We examined the largest regulator (gene with most out-going connections) within each population, evolved under stressed (S +), stress-free (S ) or non-adaptive (NA; random fitness function) conditions. Table 3 shows the mean percentage of genome regulated and percentage of all network interactions regulated by the largest regulator in each of the 10 replicate populations (networks with multiple different regulators were excluded. Full data available in Supplementary Table S1). Under stressed conditions 62.9% of all genes were regulated by the largest regulator, and a similar proportion (57.1%) of genes was regulated under stress-free conditions.

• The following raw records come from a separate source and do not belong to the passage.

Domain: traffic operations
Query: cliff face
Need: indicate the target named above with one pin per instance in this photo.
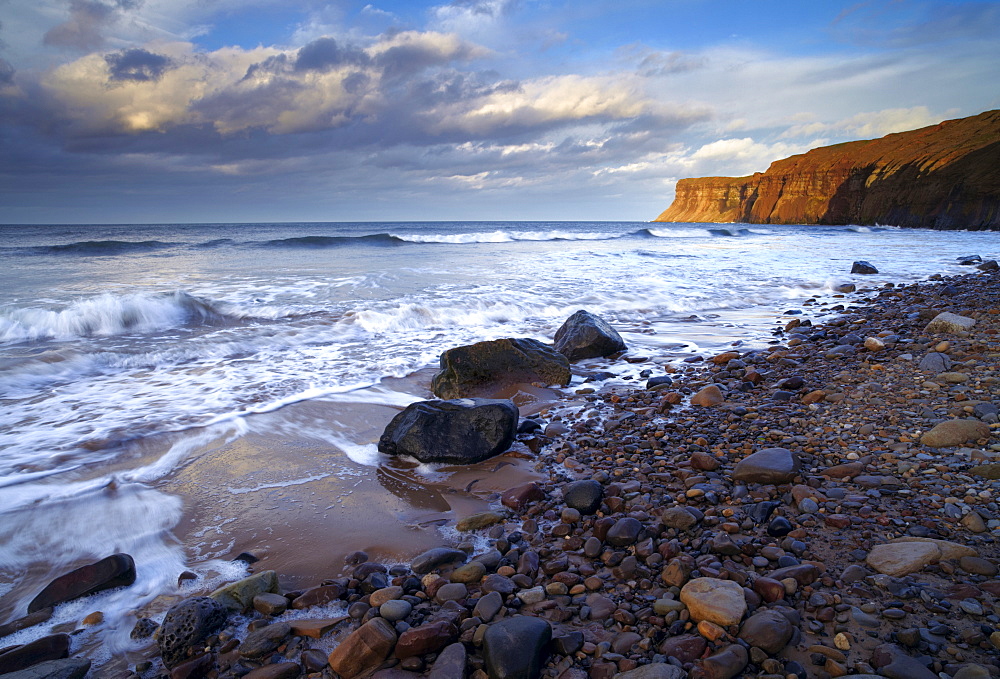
(946, 176)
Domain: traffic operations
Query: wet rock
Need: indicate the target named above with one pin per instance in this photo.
(714, 600)
(653, 671)
(954, 433)
(469, 370)
(363, 648)
(725, 664)
(771, 465)
(768, 630)
(117, 570)
(450, 663)
(238, 596)
(949, 323)
(427, 638)
(67, 668)
(53, 647)
(461, 431)
(584, 496)
(708, 397)
(186, 625)
(265, 640)
(624, 532)
(435, 558)
(584, 335)
(516, 648)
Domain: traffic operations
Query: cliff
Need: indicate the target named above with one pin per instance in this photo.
(945, 176)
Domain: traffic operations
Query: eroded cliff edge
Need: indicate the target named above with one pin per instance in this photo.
(945, 176)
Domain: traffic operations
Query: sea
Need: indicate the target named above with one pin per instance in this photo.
(187, 392)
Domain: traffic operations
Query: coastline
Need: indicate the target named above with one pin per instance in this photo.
(863, 469)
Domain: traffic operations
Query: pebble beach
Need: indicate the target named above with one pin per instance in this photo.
(820, 508)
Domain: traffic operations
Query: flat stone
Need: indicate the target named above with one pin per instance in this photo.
(771, 465)
(950, 323)
(955, 433)
(584, 496)
(653, 671)
(238, 596)
(435, 558)
(516, 648)
(715, 600)
(363, 648)
(768, 630)
(67, 668)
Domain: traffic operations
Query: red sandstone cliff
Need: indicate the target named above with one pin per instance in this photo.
(946, 176)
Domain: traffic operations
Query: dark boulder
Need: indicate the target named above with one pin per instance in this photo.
(117, 570)
(479, 369)
(516, 648)
(461, 431)
(54, 647)
(187, 625)
(585, 335)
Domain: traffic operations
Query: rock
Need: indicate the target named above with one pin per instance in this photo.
(516, 648)
(771, 465)
(427, 638)
(585, 335)
(264, 640)
(624, 532)
(450, 663)
(363, 648)
(475, 369)
(768, 630)
(117, 570)
(718, 601)
(478, 521)
(955, 433)
(519, 497)
(435, 558)
(584, 496)
(238, 596)
(678, 518)
(53, 647)
(725, 664)
(462, 431)
(186, 625)
(708, 397)
(899, 559)
(67, 668)
(950, 323)
(653, 671)
(285, 670)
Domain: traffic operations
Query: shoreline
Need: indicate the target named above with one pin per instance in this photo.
(864, 479)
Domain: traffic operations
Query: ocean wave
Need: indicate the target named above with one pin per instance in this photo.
(384, 239)
(102, 248)
(505, 237)
(110, 314)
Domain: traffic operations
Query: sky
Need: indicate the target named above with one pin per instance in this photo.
(162, 111)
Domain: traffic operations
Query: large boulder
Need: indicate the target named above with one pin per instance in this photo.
(585, 335)
(477, 369)
(117, 570)
(186, 626)
(460, 431)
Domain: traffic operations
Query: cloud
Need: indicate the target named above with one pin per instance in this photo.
(87, 21)
(137, 65)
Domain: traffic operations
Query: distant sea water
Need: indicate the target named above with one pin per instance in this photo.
(128, 354)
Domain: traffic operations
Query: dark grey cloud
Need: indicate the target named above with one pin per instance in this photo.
(137, 65)
(87, 21)
(325, 53)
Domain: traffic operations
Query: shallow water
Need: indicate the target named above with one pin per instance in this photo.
(187, 392)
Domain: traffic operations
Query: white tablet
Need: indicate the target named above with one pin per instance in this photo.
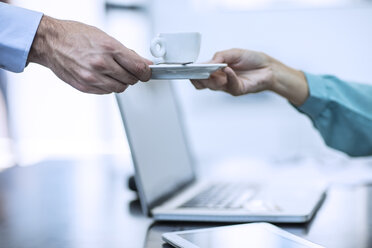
(246, 235)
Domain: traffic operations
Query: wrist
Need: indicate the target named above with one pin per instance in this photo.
(41, 47)
(289, 83)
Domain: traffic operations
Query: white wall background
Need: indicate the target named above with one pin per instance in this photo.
(52, 119)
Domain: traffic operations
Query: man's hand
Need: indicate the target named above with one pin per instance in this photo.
(251, 72)
(87, 58)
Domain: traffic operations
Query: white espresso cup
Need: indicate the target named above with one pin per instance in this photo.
(176, 48)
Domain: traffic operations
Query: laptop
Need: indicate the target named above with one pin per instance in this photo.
(168, 187)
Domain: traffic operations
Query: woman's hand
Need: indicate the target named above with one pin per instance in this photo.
(251, 72)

In non-adaptively evolved populations, the percentage of genes regulated by the largest regulator was significantly smaller, with an average of 11.2% of genes regulated (stressed: P = 1.717 × 10−4; stress-free: P = 1.817 × 10−4). The total proportion of network interactions regulated by the largest regulator was also significantly higher in the stress (22.8%) and stress-free (19.6%) populations, than the 1% in non-adaptive populations (stressed: P = 1.083 × 10−5; stress-free: P = 1.083 × 10−5). The numbers of positive and negative interactions by the largest regulator in the non-adaptive populations were statistically equivalent (P = 0.23), whereas stressed populations had a significant bias towards negative interactions (100%; P = 6.386 × 10−5), and the stress-free populations had a less significant bias towards negative interactions (66.2%; P = 2.305 × 10−3). None of the largest regulators within the non-adaptively evolved populations were classed as global regulators, but in stressed populations 100% and in stress-less populations 90% of the largest regulators were classed as global regulators. Global regulation was therefore strongly selected for under both stressed and stress-free environmental conditions, and adaptive regulator structure is significantly different from non-adaptive regulator structure. Analysis of the largest regulators in the randomly generated networks is in Supplementary Results and Supplementary Table S2.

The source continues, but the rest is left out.